Global Policy Forum

Unexplained Strategies on Iraq



New York Times
March 3, 1999

Without ever saying as much, the White House seems to have shifted its military strategy in Iraq to advance the goal of toppling Saddam Hussein. The change has become clear in recent days as Washington escalated its air strikes against Iraq. The bombing raids appear designed to punish the Iraqi military in hopes that disgruntled officers will lead a rebellion against Mr. Hussein rather than suffer further losses of men and equipment.

If this is the new American strategy, President Clinton or Defense Secretary William Cohen should let the American people and Congress know. The air raids are no secret in Iraq, and the potential threat to Mr. Hussein is no doubt well understood in Baghdad. Many Americans might support an effort to unseat Mr. Hussein. But the application of American force overseas should never be a matter of mystery and speculation at home or exempt from Congressional consultation. One of these days an, American or British pilot may be captured or killed, and the reasons for placing him in danger ought to be explained before that day arrives.
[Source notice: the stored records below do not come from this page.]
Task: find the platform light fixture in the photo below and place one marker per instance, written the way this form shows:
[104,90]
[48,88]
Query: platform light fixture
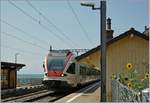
[102,48]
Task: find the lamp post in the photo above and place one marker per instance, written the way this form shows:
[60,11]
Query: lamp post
[103,44]
[16,54]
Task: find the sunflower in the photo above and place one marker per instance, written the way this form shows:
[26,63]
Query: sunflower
[129,66]
[129,85]
[146,76]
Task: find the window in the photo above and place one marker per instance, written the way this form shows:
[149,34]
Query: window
[56,63]
[71,69]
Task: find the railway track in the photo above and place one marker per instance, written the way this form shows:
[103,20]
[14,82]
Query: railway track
[41,96]
[28,97]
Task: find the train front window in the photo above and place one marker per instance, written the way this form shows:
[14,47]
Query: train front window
[56,63]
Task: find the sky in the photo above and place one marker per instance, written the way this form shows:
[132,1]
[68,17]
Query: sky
[30,27]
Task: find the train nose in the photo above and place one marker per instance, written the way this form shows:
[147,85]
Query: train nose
[55,73]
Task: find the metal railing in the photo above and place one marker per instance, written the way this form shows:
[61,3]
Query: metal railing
[121,93]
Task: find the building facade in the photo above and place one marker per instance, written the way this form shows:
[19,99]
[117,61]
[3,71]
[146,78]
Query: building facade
[129,47]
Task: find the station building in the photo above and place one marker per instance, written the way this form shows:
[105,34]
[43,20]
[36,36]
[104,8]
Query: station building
[129,47]
[9,74]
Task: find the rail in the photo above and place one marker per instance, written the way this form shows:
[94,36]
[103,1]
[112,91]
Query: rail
[121,93]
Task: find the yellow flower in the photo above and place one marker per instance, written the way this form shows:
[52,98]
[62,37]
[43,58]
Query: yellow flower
[146,76]
[129,85]
[129,66]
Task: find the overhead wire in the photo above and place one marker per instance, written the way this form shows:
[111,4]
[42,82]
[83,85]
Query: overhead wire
[81,26]
[24,32]
[50,22]
[21,50]
[36,20]
[20,39]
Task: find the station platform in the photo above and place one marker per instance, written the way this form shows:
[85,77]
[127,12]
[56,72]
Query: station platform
[90,93]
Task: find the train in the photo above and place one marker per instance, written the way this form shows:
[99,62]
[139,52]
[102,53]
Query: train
[62,70]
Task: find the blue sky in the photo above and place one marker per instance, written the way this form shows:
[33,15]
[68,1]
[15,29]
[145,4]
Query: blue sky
[124,14]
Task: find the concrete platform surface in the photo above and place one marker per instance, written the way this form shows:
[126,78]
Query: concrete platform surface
[90,93]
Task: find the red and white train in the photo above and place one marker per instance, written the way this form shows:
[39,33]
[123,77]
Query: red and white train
[62,70]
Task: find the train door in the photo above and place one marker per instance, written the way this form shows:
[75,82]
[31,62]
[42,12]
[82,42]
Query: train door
[71,72]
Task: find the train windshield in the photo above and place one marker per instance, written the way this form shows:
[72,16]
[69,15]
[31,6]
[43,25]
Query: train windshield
[56,63]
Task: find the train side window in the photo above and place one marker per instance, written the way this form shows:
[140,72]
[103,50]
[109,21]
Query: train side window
[71,69]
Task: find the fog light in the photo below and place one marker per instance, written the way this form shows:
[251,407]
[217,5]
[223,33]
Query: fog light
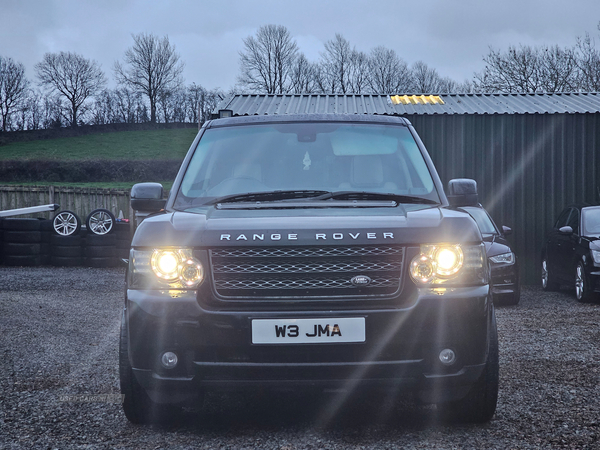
[169,360]
[447,356]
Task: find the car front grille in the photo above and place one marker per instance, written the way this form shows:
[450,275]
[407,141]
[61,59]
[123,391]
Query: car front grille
[306,272]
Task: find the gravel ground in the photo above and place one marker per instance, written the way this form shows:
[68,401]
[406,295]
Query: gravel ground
[59,382]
It no longer seems plausible to suggest, as the Pentagon does, that the daily air attacks are merely a response to Iraqi efforts to shoot down American and British planes. Iraq has challenged the flights, but the expanding American rules of engagement give pilots greater latitude to strike an assortment of air defense, communications and other military targets.

The White House also needs to answer reports that American spies manipulated the United Nations weapons inspection program in Iraq. The latest account was provided yesterday by The Washington Post, which reported that Americans had secretly wired a U.N. microwave transmission system to allow Washington to monitor a wide range of secret Iraqi military communications without the knowledge of U.N. officials. Washington's desire to collect information on Iraq's military is understandable, but data should not be gathered in a way that compromises the UN's independence. That will only make it harder to carry out disarmament under international authority in the future, and will hinder American efforts to counter the spread of prohibited weapons worldwide.